Ideally you will have a partner in mind, but if you are looking to partner up, please do get in touch and we can try and assist.
Draft Schedule – February 2023
Sat 11th . Travel Mcr – Oslo. Drive to Rjukan. Check in Accom Rjukan.
Sun 12th. Climb Rjukan. Accom Rjukan.
Mon 13th. Climb Rjukan. Accom Rjukan.
Tues 14th. Climb Rjukan. Accom Rjukan.
Weds 15th. Check out Accom Rjukan. Climb Rjukan OR Climb Hemsedal. Check in Accom Hemsedal
Thur 16th. Climb Hemsedal. Accom Hemsedal
Fri 17th. Climb Hemsedal. Accom Hemsedal
Sat 18th. Climb Hemsedal. Accom Hemsedal
Sun 19th. Check out. Drive to Oslo. Fly to MCR.
Flights (Ryan air):
Saturday 11th Feb: Manchester (MAN) to Oslo (TRF) - dep. 08:00 arr. 10:45
Sunday 19th Feb: Oslo (TRF) to Manchester (MAN) - dep. 14.05 arr. 15.10
We have booked accommodation at the centrally located Rjukan Hytteby, please let us know if you would like a place Some members may wish to stay on at Rjukan if you felt that would suit your experience level better, in which case please make your own arrangements for accommodation for the second half of the week. Another alternative is just to have a four day trip.
B3 boots are essential and ideally C3 crampons with vertical front points (mono or asymmetric, or dual all work OK).
Modern technical axes make life a LOT easier – try spring or clipper leashes before going leashless.
....and you’ll need a few modern ice screws too! Plus the obvious harness, half-rope and helmet is essential
A big down jacket, dextrous gloves for climbing and thick gloves or mitts to belay
Perhaps the most essential component is a fair degree of fitness and determination.
If you want advice on the kit then any of us who have been a fair bit - Andy S, Gareth, Stuart, Adam M, Stevie, Colin, Craig, Jared, Emily, Jim can all offer (conflicting!) opinions on various sharp bits of metal…..
Rjukan Cabin shared between 4 or 5 people approx 130 - 150 GBP pp
Hemsedal Cabin shared between 4 or 5 people approx. 150 GBP pp
Car Hire / tolls and Fuel between 3 or 4 people approx. 130 - 150 GBP pp.
Flights - whatever they cost at the time but return flights including luggage can often be obtained for between 80 and 110 GBP for each leg. Budget say 220 GBP total
Food – mostly cooking in, a couple meals out allow 20 GBP per day Total 9 days 180GBP
Drink – Alcohol tax is substantial – check out prices and allow what you want.

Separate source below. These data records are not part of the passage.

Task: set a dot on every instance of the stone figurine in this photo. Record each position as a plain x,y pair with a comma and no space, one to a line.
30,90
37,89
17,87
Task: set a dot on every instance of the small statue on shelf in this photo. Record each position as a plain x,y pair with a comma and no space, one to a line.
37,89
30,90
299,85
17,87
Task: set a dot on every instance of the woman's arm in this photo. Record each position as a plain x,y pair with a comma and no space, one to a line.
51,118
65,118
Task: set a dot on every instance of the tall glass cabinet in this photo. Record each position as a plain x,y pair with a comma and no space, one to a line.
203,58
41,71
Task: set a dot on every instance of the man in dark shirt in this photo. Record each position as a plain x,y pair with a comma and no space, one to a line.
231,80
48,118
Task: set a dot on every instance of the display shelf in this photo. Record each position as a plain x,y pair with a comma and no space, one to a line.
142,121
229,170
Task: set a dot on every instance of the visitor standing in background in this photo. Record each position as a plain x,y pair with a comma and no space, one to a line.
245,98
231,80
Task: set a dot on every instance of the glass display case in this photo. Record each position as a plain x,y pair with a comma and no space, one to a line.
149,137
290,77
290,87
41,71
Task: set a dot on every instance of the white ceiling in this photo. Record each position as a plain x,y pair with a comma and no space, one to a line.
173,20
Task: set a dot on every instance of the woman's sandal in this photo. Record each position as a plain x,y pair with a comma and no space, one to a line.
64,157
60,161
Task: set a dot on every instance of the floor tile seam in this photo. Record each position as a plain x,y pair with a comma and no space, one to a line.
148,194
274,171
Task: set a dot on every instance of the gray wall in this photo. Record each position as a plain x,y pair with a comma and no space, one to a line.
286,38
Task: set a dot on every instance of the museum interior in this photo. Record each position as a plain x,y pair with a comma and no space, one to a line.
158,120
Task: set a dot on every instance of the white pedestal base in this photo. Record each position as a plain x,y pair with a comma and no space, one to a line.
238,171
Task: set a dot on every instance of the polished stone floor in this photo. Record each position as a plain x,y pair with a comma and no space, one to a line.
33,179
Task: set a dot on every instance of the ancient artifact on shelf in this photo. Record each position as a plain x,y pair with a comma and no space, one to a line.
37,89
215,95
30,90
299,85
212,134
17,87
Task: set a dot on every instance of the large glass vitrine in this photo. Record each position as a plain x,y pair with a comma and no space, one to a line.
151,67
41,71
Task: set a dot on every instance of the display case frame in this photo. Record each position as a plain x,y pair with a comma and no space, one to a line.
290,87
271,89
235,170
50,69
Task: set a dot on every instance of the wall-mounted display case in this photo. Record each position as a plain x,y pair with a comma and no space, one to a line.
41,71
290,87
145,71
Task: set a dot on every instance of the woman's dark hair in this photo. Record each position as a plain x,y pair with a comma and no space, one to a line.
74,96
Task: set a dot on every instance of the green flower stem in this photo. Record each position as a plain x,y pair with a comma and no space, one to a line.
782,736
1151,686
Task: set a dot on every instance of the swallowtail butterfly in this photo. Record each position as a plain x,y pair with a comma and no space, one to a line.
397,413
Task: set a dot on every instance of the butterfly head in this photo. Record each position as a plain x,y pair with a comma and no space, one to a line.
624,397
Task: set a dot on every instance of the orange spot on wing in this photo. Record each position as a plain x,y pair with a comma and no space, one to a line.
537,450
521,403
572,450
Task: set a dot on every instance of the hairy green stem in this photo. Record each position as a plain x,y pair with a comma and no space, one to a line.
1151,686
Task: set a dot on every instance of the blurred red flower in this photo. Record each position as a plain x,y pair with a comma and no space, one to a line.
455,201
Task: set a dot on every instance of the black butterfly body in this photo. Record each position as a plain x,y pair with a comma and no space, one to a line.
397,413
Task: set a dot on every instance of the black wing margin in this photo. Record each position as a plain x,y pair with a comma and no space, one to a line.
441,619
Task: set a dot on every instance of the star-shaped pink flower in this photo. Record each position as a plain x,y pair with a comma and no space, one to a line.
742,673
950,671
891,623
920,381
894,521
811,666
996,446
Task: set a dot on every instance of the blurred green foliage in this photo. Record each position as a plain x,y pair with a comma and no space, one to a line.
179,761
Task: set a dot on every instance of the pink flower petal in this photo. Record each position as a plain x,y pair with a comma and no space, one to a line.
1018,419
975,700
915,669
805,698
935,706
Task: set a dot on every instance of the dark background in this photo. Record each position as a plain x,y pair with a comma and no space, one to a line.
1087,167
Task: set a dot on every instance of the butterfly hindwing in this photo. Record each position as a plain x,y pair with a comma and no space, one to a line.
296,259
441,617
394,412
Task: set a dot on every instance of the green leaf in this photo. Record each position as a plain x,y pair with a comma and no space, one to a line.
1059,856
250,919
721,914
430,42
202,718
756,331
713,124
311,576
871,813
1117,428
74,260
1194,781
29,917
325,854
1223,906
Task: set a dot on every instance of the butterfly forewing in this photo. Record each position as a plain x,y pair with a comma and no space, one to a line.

Insurance – AACUK membership is annual and covers ice climbing. 50 GBP
Realistic costs should max at £900 GBP for all eight nights away
Heavy Water - Ice Climbing in Rjukan Norway (Rockfax 2005)
Hemsedal Ice 2012
For a flavour of what you can expect, search under Norway in the picture gallery or see previous meet reports in September 2009, January 2009 and March 2012 to 2015 Newsletters.